[译] 或许你并不需要 Rust 和 WASM 来提升 JS 的执行效率

原文地址：Maybe you don't need Rust and WASM to speed up your JS — Part 1
原文作者：Vyacheslav Egorov
译文出自：掘金翻译计划
本文永久链接：github.com/xitu/gold-m…
译者：Shery
校对者：geniusq1981

几个星期前，我在 Twitter 上看到一篇名为 “Oxidizing Source Maps with Rust and WebAssembly” 的推文，其内容主要是讨论用 Rust 编写的 WebAssembly 替换 source-map 库中纯 JavaScript 编写的核心代码所带来的性能优势。

这篇文章使我感兴趣的原因，并不是因为我擅长 Rust 或 WASM，而是因为我总是对语言特性和纯 JavaScript 中缺少的性能优化感到好奇。
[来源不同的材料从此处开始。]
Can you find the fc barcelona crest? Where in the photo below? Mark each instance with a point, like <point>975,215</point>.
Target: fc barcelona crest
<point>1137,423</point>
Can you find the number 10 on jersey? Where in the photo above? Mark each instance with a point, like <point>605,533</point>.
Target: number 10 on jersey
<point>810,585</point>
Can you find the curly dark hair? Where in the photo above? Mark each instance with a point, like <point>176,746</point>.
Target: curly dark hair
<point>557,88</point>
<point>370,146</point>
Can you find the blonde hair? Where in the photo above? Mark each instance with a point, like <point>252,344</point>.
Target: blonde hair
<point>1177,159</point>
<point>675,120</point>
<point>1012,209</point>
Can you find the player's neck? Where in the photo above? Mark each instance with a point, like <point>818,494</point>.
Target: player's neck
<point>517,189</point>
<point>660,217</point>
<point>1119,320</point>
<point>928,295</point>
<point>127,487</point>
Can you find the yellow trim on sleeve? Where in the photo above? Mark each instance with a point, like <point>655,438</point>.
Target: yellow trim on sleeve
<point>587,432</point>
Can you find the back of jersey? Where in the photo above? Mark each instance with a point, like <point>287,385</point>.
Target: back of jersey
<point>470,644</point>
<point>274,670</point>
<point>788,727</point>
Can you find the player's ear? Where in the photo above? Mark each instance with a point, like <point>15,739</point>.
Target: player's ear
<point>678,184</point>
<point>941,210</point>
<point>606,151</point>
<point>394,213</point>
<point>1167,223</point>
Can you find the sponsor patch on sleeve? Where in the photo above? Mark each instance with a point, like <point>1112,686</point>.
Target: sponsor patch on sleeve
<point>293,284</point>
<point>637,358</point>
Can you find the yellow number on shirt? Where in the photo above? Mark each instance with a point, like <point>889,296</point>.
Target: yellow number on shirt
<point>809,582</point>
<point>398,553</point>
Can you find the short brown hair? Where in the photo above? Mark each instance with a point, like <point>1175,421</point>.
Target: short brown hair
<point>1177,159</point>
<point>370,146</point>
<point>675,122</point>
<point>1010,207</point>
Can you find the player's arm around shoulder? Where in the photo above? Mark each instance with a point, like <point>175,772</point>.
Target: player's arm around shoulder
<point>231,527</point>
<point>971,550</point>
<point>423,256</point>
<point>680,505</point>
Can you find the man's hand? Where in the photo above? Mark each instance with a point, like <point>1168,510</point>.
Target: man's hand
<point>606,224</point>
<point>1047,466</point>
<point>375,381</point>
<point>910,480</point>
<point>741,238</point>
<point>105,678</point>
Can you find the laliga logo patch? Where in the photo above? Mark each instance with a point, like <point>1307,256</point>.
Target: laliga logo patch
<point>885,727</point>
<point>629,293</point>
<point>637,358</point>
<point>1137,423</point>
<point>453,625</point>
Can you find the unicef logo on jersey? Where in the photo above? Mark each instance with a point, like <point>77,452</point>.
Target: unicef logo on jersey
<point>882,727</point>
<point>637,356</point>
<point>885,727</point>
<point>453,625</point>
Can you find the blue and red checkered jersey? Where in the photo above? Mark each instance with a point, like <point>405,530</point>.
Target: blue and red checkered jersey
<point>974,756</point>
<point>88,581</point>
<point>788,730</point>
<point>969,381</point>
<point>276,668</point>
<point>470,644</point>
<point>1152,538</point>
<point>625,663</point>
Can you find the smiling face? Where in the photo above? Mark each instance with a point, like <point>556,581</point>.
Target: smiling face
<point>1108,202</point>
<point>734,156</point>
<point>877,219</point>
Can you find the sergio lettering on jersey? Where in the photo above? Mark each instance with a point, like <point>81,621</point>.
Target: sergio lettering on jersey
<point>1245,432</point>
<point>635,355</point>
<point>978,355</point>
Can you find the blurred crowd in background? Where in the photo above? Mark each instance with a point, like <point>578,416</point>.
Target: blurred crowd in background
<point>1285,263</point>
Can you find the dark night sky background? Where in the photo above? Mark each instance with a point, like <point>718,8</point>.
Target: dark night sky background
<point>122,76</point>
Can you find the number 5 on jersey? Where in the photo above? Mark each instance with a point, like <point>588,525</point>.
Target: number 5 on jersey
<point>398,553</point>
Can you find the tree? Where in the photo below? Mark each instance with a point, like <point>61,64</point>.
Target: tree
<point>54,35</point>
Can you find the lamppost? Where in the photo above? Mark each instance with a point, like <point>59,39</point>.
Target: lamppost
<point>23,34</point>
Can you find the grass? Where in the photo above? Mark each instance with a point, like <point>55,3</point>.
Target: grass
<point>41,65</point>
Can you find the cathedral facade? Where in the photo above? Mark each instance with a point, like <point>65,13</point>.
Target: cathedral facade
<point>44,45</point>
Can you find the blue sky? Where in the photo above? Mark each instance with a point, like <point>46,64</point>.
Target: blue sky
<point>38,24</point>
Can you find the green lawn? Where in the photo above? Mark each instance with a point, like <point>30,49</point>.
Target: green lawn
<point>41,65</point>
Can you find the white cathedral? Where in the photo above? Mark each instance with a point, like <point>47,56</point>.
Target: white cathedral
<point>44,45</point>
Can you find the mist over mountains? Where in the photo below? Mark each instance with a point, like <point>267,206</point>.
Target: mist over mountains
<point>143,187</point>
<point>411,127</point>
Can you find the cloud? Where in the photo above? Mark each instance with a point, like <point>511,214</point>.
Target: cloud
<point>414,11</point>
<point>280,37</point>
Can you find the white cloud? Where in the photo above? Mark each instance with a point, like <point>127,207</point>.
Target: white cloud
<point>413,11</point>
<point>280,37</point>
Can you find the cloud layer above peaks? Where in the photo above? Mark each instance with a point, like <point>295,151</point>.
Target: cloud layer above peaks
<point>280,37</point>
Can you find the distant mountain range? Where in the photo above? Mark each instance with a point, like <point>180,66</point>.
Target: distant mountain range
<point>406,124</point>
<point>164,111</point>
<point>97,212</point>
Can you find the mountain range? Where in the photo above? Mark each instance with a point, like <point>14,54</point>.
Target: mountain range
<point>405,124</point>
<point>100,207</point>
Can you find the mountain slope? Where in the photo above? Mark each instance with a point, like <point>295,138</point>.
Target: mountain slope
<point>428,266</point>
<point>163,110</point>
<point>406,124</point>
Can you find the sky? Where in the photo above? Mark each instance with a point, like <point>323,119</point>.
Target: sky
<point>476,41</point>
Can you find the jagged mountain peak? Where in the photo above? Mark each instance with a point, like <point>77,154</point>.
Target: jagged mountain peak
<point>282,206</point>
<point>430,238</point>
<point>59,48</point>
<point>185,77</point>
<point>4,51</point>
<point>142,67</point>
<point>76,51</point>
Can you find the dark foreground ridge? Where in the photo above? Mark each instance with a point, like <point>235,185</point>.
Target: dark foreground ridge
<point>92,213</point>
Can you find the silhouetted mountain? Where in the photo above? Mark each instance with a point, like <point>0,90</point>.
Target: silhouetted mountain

于是我从 GitHub 检出了这个库，然后逐字逐句的记录了这次小型性能研究。

获取代码

对于我的研究，当时使用的是近乎默认配置的 x64 V8 的发布版本，V8 版本对应着 1 月 20 日的提交历史 commit 69abb960c97606df99408e6869d66e014aa0fb51。为了能够根据需要深入到生成的机器码，我通过 GN 标志启用了反汇编程序，这是我唯一偏离默认配置的地方。

╭─ ~/src/v8/v8 ‹master›
╰─$ gn args out.gn/x64.release --list --short --overrides-only
is_debug = false
target_cpu = "x64"
use_goma = true
v8_enable_disassembler = true
复制代码

然后我获取了两个版本的 source-map，版本信息如下：

commit c97d38b，在 Rust/WASM 实装前最近一次更新 dist/source-map.js 的提交记录；
commit 51cf770，当我进行这次调查时的最近一次提交记录；

分析纯 JavaScript 版本

在纯 JavaScript 版本中进行基准测试很简单:

╭─ ~/src/source-map/bench ‹ c97d38b›
╰─$ d8 bench-shell-bindings.js
Parsing source map
console.timeEnd: iteration, 4655.638000
console.timeEnd: iteration, 4751.122000
console.timeEnd: iteration, 4820.566000
console.timeEnd: iteration, 4996.942000
console.timeEnd: iteration, 4644.619000
[Stats samples: 5, total: 23868 ms, mean: 4773.6 ms, stddev: 161.22112144505135 ms]
复制代码

我做的第一件事是禁用基准测试的序列化部分:

diff --git a/bench/bench-shell-bindings.js b/bench/bench-shell-bindings.js
index 811df40..c97d38b 100644
--- a/bench/bench-shell-bindings.js
+++ b/bench/bench-shell-bindings.js
@@ -19,5 +19,5 @@ load("./bench.js");
    print("Parsing source map");
    print(benchmarkParseSourceMap());
    print();
-print("Serializing source map");
-print(benchmarkSerializeSourceMap());
+// print("Serializing source map");
+// print(benchmarkSerializeSourceMap());
复制代码

然后把它放到 Linux 的 perf 性能分析工具中:

╭─ ~/src/source-map/bench ‹perf-work›
╰─$ perf record -g d8 --perf-basic-prof bench-shell-bindings.js
Parsing source map
console.timeEnd: iteration, 4984.464000
^C[ perf record: Woken up 90 times to write data ]
[ perf record: Captured and wrote 24.659 MB perf.data (~1077375 samples) ]
复制代码

请注意，我将 --perf-basic-prof 标志传递给了 d8 二进制文件，它通知 V8 生成一个辅助映射文件 /tmp/perf-$pid.map。该文件允许 perf report 理解 JIT 生成的机器码。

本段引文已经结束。